New digital methods are currently enhancing the historian’s toolbox fundamentally. This thematic issue is a collection of papers discussing case studies in the fields of digitization, optical character recognition, distant reading, text mining, network analysis, and historical geographical information systems. The papers discuss opportunities and limitations in the application of digital methods in historical studies and point out fields of future applications.

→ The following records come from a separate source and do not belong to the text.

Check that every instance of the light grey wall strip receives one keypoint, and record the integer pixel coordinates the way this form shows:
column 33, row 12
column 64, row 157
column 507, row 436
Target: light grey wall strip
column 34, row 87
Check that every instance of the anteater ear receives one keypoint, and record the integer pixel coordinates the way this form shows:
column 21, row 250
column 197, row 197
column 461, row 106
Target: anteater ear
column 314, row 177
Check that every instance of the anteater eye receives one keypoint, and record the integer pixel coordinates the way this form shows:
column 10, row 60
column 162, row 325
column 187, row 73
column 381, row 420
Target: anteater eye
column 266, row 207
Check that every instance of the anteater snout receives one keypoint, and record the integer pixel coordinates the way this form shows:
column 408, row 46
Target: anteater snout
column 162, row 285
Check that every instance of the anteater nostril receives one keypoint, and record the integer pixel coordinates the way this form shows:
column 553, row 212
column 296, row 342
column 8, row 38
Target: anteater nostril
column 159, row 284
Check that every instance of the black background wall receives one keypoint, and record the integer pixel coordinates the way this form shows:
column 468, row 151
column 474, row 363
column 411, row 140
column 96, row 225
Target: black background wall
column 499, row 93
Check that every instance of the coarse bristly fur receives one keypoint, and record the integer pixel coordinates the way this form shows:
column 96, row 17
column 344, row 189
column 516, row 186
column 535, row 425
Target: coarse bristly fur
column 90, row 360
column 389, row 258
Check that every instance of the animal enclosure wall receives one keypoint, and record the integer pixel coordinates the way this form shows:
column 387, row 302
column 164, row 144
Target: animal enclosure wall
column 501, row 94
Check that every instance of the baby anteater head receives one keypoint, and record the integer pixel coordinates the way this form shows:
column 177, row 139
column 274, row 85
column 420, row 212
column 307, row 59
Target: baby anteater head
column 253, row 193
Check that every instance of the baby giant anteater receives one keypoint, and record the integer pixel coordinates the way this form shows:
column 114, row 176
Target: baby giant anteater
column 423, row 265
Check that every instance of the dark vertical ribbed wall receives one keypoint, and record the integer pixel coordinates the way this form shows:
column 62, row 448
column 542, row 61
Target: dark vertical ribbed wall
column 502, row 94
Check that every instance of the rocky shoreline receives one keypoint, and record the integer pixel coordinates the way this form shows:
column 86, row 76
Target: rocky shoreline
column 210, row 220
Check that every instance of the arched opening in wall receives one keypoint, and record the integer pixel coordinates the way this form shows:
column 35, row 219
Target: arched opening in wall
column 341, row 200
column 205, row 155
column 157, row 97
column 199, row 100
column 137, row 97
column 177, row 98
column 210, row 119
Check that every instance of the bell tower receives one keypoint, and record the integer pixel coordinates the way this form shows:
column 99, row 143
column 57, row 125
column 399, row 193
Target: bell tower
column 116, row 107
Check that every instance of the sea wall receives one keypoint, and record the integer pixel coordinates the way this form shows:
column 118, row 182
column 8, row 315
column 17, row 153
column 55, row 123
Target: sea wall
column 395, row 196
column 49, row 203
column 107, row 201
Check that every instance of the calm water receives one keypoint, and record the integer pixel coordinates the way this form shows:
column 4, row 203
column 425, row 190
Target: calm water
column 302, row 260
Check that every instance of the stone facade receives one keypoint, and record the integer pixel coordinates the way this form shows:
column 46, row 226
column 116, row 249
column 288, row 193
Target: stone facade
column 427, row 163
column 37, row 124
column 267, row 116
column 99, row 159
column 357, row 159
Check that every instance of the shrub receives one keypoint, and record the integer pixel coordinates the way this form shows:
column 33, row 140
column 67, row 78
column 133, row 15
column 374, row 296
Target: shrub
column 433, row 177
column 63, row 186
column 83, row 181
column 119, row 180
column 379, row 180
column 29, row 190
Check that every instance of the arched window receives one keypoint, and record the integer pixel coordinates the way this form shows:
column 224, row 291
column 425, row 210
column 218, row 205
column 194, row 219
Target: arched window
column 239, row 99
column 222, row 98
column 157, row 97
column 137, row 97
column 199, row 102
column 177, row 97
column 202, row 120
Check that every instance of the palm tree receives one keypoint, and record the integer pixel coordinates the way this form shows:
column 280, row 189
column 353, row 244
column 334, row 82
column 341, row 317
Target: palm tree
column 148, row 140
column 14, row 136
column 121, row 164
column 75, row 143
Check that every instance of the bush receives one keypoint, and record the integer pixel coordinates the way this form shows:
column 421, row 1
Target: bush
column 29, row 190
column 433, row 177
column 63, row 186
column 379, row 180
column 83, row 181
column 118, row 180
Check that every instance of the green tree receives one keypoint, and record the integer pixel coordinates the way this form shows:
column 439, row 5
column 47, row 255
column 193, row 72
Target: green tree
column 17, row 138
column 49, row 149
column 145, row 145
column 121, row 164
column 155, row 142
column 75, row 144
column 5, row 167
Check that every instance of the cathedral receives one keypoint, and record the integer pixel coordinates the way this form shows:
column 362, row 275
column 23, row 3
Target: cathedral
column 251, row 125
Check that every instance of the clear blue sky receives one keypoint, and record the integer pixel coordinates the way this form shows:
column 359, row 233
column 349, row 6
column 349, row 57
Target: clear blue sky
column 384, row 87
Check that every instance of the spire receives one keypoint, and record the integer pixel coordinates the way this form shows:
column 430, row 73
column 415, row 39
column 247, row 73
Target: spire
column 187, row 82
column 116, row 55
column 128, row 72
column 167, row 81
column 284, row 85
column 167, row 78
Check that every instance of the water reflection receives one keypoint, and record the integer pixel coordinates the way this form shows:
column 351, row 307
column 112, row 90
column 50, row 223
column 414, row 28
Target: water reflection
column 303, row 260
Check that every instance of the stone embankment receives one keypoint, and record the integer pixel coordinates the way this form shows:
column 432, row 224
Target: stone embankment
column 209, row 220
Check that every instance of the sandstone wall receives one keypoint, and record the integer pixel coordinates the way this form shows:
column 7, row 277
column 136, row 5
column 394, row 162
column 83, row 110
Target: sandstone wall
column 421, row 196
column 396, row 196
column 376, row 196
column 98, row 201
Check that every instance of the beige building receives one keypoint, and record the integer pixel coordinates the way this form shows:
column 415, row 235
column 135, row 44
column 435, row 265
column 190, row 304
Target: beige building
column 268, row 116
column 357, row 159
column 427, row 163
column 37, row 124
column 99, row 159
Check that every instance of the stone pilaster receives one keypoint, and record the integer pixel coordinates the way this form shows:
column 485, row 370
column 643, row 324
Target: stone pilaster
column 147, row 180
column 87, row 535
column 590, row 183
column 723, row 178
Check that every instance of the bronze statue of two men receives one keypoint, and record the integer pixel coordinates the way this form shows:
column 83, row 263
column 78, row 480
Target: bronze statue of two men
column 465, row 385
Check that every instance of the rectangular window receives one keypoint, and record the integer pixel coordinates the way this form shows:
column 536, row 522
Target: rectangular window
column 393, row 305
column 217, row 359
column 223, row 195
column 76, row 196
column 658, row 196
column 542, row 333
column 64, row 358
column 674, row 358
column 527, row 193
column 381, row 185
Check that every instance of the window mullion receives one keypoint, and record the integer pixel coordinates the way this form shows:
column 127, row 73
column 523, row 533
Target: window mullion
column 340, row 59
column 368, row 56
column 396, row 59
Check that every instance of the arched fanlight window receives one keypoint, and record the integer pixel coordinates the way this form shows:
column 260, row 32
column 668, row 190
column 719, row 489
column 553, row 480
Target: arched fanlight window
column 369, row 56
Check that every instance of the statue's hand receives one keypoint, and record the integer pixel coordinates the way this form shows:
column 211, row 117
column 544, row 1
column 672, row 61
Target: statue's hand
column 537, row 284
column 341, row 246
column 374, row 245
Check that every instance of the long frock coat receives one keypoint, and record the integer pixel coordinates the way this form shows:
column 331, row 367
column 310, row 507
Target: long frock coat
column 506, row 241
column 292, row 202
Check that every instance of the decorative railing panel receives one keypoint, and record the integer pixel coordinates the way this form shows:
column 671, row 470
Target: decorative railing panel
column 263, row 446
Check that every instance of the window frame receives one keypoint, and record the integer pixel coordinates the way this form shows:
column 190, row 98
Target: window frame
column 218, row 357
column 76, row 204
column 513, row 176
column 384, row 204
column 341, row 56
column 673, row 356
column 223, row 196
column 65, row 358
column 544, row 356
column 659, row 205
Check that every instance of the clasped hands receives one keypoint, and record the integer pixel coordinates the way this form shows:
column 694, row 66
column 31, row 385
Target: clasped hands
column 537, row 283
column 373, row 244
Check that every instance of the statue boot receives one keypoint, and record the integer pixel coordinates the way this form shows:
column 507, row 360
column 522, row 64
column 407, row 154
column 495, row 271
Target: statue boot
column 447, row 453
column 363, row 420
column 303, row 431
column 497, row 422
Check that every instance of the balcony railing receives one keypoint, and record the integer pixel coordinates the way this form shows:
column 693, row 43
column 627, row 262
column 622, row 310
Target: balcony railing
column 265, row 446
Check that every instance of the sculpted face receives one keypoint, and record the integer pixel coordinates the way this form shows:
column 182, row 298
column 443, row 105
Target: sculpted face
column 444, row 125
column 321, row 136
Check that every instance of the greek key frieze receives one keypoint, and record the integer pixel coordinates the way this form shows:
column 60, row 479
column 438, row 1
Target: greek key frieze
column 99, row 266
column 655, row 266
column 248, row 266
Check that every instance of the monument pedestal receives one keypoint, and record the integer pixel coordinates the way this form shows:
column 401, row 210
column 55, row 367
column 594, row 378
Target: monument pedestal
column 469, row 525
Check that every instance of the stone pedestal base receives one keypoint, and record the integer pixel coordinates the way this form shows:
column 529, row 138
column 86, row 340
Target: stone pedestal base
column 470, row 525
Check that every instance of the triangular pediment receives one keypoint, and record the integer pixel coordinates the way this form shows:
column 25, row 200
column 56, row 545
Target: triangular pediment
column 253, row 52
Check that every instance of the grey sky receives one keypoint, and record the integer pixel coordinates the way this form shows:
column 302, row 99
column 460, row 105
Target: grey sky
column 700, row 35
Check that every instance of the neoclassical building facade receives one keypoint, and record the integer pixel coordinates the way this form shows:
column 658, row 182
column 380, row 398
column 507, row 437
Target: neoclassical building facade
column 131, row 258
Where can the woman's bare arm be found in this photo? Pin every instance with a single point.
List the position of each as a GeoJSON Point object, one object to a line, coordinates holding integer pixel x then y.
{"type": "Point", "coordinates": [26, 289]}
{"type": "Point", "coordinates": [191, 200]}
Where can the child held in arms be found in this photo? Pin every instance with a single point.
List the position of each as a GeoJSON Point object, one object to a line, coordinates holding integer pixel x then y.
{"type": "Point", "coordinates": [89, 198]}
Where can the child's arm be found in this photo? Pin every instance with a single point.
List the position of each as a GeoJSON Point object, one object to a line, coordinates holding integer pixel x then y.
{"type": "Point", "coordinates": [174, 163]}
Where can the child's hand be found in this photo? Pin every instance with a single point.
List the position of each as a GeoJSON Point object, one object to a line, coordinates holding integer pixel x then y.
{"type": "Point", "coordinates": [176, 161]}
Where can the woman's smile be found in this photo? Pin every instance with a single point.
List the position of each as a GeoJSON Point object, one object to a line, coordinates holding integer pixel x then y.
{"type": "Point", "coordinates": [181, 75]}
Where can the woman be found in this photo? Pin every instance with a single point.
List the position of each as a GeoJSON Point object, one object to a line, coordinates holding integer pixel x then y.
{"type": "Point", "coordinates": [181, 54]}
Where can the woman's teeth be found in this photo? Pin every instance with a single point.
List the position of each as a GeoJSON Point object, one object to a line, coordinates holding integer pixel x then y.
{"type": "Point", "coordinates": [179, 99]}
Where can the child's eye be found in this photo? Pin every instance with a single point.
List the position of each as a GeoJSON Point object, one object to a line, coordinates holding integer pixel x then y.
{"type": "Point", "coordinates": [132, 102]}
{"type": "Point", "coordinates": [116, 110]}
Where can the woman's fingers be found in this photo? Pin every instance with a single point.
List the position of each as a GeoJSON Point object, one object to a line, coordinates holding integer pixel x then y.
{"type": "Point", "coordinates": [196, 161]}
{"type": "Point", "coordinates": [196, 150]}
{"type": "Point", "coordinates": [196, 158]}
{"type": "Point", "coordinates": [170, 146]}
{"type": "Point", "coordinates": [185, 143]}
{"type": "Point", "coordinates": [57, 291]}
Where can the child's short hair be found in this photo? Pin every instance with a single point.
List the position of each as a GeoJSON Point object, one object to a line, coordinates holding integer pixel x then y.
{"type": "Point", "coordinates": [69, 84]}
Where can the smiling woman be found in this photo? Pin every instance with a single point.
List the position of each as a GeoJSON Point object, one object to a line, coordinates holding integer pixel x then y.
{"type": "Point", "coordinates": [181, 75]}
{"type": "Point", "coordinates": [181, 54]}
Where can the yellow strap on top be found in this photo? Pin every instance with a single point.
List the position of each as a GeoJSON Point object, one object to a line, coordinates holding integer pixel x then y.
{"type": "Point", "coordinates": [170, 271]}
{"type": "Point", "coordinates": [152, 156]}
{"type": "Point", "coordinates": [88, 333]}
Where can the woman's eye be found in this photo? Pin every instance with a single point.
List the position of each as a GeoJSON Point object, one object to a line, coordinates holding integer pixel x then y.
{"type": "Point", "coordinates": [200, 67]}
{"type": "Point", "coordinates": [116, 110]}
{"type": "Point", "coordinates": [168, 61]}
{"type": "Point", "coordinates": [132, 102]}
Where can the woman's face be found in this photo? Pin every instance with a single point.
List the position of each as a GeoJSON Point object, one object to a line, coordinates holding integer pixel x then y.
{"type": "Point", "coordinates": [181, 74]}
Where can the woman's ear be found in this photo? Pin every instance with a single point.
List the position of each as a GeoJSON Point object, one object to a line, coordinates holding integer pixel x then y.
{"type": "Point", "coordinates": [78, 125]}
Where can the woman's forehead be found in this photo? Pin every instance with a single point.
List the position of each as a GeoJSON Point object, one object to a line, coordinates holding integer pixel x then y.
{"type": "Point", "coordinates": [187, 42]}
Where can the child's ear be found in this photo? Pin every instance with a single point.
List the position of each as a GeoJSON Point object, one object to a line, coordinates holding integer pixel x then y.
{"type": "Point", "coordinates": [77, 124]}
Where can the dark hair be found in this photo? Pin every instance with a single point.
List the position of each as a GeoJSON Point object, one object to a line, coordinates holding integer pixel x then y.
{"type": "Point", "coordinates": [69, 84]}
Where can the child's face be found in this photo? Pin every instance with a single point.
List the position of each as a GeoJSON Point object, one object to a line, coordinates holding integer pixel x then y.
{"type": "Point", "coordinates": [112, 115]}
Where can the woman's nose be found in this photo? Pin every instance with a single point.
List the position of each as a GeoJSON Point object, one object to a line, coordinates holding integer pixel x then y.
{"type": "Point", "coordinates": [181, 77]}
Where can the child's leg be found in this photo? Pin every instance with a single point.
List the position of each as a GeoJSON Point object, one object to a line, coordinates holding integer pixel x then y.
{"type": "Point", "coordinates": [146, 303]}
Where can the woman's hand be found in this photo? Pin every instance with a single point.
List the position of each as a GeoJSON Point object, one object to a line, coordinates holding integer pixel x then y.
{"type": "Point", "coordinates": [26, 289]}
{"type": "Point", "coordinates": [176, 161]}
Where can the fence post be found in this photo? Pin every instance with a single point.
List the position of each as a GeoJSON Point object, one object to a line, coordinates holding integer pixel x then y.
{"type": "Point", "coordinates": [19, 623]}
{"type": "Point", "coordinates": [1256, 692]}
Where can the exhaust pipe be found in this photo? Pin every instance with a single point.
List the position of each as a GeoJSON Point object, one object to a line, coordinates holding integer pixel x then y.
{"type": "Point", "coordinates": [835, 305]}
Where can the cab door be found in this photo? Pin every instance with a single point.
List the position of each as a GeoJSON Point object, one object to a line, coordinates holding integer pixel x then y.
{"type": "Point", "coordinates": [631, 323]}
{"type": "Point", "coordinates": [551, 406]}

JEL Classification: C 49; C 88; N 01

In Google’s Ngram Viewer, the keyword “digital history” first appears in 1993, then again in 2000 and 2003, and from 2006 onward it had a steep career that continues to this day. [1] As early as in the 1990s, institutions emerged in the United States that took it upon themselves to make historical documents accessible to a broad interested public via the emerging and rapidly expanding World Wide Web, such as the Virginia Center for Digital History.

While such an understanding of the subject goes in the direction of public history, digital history can also be read as a methodological programme, as formulated by Hannu Salmi, for example:

“Digital history is an approach to examining and representing the past; it uses new communication technologies and media applications and experiments with computational methods for the analysis, production and dissemination of historical knowledge.” [2]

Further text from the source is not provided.